Julian’s violet glare shifted to me. His bared teeth dissolved into a grimace. “You’re right, much as it pains me to admit it. Rocky, come with us. We’ll take you home.”

“I have my car,” I said.

“You’re not driving in your condition.” Dragan didn’t release me. “You have a limousine here, Emerson?”

“Around the corner.” Julian pointed.

“Very well. You will take her and I will accompany you.”

I said, “Don’t I have a say in this?”

“No,” all three of them said at once.

“Remind me why you guys are my friends?” But they
were
my friends so I only grumbled when Dragan slipped my flute bag from my shoulder and slung it over his own.

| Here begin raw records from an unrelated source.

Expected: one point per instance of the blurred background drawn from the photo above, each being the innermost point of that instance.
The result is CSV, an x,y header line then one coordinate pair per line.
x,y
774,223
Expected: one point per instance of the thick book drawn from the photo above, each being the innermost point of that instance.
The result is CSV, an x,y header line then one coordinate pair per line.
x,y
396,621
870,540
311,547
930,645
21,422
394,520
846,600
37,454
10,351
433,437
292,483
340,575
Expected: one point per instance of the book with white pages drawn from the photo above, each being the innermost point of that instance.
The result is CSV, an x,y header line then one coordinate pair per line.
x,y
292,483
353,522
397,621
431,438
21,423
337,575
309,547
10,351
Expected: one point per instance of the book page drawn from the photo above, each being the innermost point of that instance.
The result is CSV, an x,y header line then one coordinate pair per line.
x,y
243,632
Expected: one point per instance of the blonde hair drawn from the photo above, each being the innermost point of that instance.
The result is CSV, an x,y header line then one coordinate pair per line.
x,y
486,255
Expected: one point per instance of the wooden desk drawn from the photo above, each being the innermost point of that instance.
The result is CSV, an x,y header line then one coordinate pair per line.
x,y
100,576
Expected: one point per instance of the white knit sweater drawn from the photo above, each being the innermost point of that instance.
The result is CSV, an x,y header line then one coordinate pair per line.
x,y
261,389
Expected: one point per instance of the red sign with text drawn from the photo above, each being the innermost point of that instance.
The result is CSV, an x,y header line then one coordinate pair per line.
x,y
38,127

“I’ll see that your car is returned to your flat.” He wrapped his free arm around me and propelled me into motion. Julian followed with Nixie.

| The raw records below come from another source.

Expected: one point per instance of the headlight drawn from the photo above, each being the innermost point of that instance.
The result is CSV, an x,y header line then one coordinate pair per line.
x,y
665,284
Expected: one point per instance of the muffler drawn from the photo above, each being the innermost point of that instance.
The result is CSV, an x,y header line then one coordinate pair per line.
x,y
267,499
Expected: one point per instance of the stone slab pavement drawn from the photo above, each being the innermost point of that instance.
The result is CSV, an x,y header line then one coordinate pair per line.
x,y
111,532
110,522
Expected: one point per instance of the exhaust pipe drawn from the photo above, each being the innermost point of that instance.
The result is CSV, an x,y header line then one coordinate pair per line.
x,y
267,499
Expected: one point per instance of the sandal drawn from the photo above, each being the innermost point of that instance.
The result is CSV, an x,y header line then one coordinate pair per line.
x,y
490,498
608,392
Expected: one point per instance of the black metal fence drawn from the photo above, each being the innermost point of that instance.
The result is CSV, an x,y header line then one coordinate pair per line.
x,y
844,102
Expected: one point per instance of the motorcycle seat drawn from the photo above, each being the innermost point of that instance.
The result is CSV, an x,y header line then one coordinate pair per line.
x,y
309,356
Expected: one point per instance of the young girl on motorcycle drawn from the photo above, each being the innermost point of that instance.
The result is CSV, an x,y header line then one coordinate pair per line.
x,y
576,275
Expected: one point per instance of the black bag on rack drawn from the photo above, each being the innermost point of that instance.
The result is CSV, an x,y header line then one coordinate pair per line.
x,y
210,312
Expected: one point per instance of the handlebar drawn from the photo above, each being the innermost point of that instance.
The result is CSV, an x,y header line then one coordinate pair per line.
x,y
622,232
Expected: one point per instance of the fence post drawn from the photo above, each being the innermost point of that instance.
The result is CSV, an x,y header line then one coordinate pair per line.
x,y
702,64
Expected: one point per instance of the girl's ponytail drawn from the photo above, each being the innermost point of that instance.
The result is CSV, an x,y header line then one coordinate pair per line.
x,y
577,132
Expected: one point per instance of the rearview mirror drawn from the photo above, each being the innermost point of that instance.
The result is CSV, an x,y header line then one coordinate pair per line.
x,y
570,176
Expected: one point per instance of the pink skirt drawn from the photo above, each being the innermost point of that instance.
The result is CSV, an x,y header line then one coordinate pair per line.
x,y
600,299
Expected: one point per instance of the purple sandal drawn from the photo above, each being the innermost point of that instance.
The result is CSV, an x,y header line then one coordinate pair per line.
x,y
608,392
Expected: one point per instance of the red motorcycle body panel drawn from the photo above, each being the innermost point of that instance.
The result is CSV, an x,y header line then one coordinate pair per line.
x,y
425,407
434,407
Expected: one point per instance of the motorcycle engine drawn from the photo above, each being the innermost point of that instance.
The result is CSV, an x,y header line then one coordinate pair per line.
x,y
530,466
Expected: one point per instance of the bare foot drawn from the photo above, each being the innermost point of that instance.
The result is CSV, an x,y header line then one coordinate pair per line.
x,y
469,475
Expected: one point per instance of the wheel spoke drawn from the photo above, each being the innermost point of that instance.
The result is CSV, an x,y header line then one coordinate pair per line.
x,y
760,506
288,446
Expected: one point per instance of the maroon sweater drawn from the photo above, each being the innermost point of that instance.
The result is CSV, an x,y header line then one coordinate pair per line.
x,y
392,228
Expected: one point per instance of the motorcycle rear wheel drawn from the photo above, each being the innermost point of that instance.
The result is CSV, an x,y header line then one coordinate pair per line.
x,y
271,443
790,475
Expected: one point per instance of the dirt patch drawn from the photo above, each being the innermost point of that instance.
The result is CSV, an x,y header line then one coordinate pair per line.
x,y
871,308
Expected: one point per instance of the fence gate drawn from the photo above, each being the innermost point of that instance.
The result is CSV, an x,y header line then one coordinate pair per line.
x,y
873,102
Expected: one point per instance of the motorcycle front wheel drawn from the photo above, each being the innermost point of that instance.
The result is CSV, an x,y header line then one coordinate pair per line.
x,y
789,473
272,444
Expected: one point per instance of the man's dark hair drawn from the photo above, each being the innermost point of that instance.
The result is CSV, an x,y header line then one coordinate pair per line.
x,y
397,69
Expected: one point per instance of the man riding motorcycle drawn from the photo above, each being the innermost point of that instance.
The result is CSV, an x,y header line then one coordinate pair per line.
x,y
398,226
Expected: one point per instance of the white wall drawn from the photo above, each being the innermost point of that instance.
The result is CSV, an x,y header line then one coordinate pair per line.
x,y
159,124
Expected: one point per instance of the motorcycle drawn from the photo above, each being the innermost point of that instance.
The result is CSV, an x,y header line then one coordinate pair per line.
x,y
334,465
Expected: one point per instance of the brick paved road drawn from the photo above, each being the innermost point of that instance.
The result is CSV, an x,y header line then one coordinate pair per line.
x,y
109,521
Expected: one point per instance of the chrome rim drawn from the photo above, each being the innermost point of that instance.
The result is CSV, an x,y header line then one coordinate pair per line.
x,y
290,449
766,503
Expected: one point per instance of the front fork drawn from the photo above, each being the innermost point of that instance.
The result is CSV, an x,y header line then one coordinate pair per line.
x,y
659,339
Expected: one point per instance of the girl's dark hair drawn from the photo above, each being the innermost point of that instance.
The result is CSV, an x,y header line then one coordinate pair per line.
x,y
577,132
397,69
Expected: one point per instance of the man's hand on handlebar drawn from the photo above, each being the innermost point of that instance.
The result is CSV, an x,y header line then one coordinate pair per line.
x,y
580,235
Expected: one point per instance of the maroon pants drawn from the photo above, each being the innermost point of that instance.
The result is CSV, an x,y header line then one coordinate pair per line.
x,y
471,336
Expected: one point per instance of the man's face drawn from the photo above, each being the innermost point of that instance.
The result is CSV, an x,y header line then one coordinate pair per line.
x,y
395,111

“Thanks. Thanks for getting it last night too. But I don’t need a dozen roses every time.” Last night’s were pink, although after our conversation he’d started getting miniature roses and rosebuds instead of the penis-envy size.

“You’re most welcome.” Dragan didn’t say anything about no more roses. As he guided me surely along the uneven sidewalk he tossed back at Julian, “Who murdered Vilyn?”

“We don’t know he was murdered,” Julian said. “He might have had a stroke and hemorrhaged after. Or a heart attack.”

Nixie added, “Most likely natural causes.”

“Really?” Dragan arched a black brow at her. “With the level of fear I smelled in the air?”

I slanted a look up at him. “Fear has a smell?”

He switched his gaze to me. “More a strong taste. Acrid.”

“You can taste air?”

“I have a rather—extended—sense of smell.”

Silence. I caught Nixie and Julian exchanging a telling look.

I turned front. “Aaaand another call to Iowa is in my future.”

The limo was double parked near the end of the block. As we approached, Mr. Hinz from the Emerson townhouses jumped out of the driver’s side and skimmed around to open the rear passenger door. Dragan nodded to him and packed me inside, sliding in after me. Julian gave Mr. Hinz my address before he climbed in with Nixie, taking the seat facing us. He settled Nixie next to him and fussed with her seat belt.